RheEnergise, a U.K.-based start-up, focuses on an innovative way to supply energy, taking advantage of gravity on hills. It can be compared to existing hydropower plants that bring water up to mountains when energy is inexpensive and then unleash it when required to spin turbines and produce more electricity. The main advantage is that, while a massive dam can take up to a decade or much longer to be constructed, this new scheme can be built between nine and fifteen months. It can be placed on small hills with a range of altitude that ranges from 50 to 299 meters, making it applicable to almost 104,567 sites in Europe, suggesting alternative scopes to ditched land – like abandoned mines that are now fit for new applications. This plant pumps a non-corrosive and non-reactive fluid (R-19) that is two and a half times denser than water, ensuring that it can supply the same volume of energy on a smaller slope. Also, the pipelines through which it is supposed to flow can be positioned underground to not be noticeable in more protected areas.
When comparing this hydro pump plant to dams, the latter might be located in remote places and cause, as previously explained, floods throughout natural areas which might displace not only nature but also people. On the contrary, RheEnergise’s innovative proposition could represent an optimal solution to be harmoniously incorporated in any kind of site without negatively impacting the balance of the ecosystem.
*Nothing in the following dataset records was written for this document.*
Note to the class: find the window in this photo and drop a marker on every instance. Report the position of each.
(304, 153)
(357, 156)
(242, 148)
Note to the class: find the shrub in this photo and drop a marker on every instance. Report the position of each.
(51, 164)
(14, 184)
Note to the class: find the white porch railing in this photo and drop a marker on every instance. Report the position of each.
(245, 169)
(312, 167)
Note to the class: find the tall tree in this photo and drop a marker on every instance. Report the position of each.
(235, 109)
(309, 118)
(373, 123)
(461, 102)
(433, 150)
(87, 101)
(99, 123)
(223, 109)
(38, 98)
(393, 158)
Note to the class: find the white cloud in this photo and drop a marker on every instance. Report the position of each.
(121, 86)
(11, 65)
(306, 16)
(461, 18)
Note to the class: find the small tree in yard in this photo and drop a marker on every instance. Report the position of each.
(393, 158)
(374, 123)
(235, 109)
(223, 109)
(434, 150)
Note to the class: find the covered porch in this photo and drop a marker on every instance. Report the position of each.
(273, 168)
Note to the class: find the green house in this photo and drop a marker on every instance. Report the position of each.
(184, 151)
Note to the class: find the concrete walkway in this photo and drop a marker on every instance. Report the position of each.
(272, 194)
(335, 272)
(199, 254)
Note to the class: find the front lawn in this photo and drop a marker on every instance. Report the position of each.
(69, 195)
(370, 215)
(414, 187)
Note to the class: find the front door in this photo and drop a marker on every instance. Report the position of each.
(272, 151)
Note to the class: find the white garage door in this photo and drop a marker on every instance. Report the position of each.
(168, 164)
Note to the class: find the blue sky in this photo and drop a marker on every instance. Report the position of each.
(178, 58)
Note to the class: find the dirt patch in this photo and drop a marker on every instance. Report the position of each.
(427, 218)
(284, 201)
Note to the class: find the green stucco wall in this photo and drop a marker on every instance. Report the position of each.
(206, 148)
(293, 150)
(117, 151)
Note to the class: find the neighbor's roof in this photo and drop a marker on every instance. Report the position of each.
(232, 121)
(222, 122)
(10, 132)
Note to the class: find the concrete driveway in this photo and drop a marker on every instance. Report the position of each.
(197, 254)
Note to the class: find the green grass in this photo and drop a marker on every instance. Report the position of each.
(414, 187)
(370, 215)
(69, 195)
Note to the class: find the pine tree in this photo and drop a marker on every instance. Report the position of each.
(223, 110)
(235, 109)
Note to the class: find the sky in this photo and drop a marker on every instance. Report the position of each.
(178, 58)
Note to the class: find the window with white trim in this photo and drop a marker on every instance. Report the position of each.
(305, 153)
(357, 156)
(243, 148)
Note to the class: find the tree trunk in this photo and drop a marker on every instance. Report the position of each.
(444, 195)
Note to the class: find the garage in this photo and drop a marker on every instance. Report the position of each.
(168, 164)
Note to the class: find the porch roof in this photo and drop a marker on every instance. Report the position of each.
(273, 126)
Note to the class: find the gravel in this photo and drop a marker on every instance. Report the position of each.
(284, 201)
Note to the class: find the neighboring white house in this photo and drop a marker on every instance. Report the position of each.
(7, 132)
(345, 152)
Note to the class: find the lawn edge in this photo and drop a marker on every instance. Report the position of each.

The set-up of the startup’s mechanism is the reproduction of a dam in miniature. Storage tanks are buried at the top and bottom of the hill – which are also connected by underground pipes – and, next to the lower storage tank, a powerhouse is placed, containing all the pumps and turbines.
The firm has initiated a crowdfunding program to fund the next step of its work. Two weeks after it was opened to the public, it earned more than £320,000. The business plans to have its first commercial system in service in 2024. There is still uncertainty regarding structural or environmental risks, so proper preparation and thorough ecological assessment are needed. It is already evident at these initial steps that not every hillside position will be suitable for this purpose.
RheEnergise is one of the many young start-ups becoming game-changers on the market, trying to create a more replicable paradigm to obtain what, for long, seemed just an unattainable goal: the diffusion of renewable energy use at moderate prices.
Although the pandemic has undoubtedly slowed down global development in renewable technology, according to the Renewables 2020 report of the International Energy Agency, electricity-generating technologies have proven remarkably resilient. According to Bloomberg New Energy Finance, which forecasts the industry will be worth more than $620 billion by 2040, the global energy storage market needs to expand to 100 times its current size. Of the world’s energy storage capacity, pumped hydro accounts for around 96%. But as the need for global renewable energy continues to rise, so does the need for more storage projects. Flexible technologies like this one will be part of the smart energy grid, enabling more low-carbon power, heat, and transport technologies.